On Monday, NPD announced it was partnering with EEDAR to extend its retail research reports to the digital domain. Today, having braved the great digital divide, the New York-based company announced it was ready to brave another, less digital divide: the Atlantic Ocean. Beginning with Q4 2011 sales, NPD will offer a version of its "Games Industry: Total Consumer Spend" service that tracks "consumer spending for games content" across Europe's "largest video game markets," meaning UK, France, and Germany.
While companies like Chart-Track already provide retail insight in the UK, NPD says its "service in Europe will focus on measuring channels that are not currently tracked in Europe – namely those occurring outside of new physical retail sales." Why look at digital in Europe? We bet NPD industry analyst Anita Frazier has a great answer for that. "The new digital distribution channels in video games are not country specific," Frazier told a press release. "They are global in nature, which is why NPD is taking its proven, proprietary methodology, developed over a number of years, and applying it to a global perspective."
Reader Comments (8)
Posted: Aug 11th 2011 7:27AM byaboy said
Erm cool I guess?
Posted: Aug 11th 2011 9:36AM Snide Jackal said
But still no light on Steam sales? I've always been curious as to how much of a boost an old game can get when it goes on sale. Probably enough to push it into monthly top sellers, which could be rather embarrassing for big publishers pushing a new release game.
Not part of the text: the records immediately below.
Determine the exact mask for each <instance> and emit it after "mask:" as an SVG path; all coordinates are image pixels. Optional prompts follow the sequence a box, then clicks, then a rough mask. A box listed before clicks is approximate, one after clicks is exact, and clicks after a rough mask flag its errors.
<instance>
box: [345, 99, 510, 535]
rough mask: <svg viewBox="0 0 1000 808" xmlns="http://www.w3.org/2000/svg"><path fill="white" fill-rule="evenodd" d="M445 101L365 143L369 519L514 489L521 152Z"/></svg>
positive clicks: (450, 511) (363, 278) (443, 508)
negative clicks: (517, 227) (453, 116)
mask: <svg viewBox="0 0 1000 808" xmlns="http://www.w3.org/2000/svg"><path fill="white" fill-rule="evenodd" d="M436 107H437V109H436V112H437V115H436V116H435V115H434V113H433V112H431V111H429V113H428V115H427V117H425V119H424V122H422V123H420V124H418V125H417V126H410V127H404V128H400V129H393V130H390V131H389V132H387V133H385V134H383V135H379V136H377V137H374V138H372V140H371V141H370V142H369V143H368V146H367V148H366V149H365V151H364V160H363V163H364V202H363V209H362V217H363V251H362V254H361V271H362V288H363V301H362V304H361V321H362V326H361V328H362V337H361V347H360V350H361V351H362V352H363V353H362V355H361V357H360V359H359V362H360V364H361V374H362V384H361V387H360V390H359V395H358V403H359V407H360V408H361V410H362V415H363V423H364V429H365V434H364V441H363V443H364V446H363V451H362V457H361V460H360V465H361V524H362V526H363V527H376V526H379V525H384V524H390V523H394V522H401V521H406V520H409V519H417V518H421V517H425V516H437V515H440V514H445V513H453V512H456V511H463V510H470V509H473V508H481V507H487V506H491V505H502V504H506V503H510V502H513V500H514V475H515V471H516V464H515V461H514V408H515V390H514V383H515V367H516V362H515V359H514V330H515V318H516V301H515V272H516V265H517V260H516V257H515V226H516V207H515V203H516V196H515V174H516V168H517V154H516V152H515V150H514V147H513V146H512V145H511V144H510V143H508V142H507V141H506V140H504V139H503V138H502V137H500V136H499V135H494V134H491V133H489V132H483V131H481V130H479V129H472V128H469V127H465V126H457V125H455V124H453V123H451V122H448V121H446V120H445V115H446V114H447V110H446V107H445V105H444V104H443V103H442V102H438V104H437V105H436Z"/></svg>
Posted: Aug 11th 2011 11:44AM Triskelion said
Unless they're including download digital sales for the PC, and MMO subscription numbers: their data is crap.
Posted: Aug 11th 2011 12:05PM Triskelion said
NPD is the biggest fraud.
Posted: Aug 11th 2011 12:58PM gevenstaines said
do you know what the word digital means?
Posted: Aug 11th 2011 2:44PM civil civ said
More numbers to play, but now we're taking this bad boy global!
Posted: Aug 11th 2011 2:50PM Triskelion said
Why do gaming sites, this one in particular, continue to give NPD credibility by posting this shit? I'm going to start reporting on food served at fast food chains, but I'm going to exclude McDonald's and Burger King, and I'll run around like my numbers are the be-all, end-all, then sell this information to companies looking to do market research and pretend that I haven't omitted a huge chunk of consumers.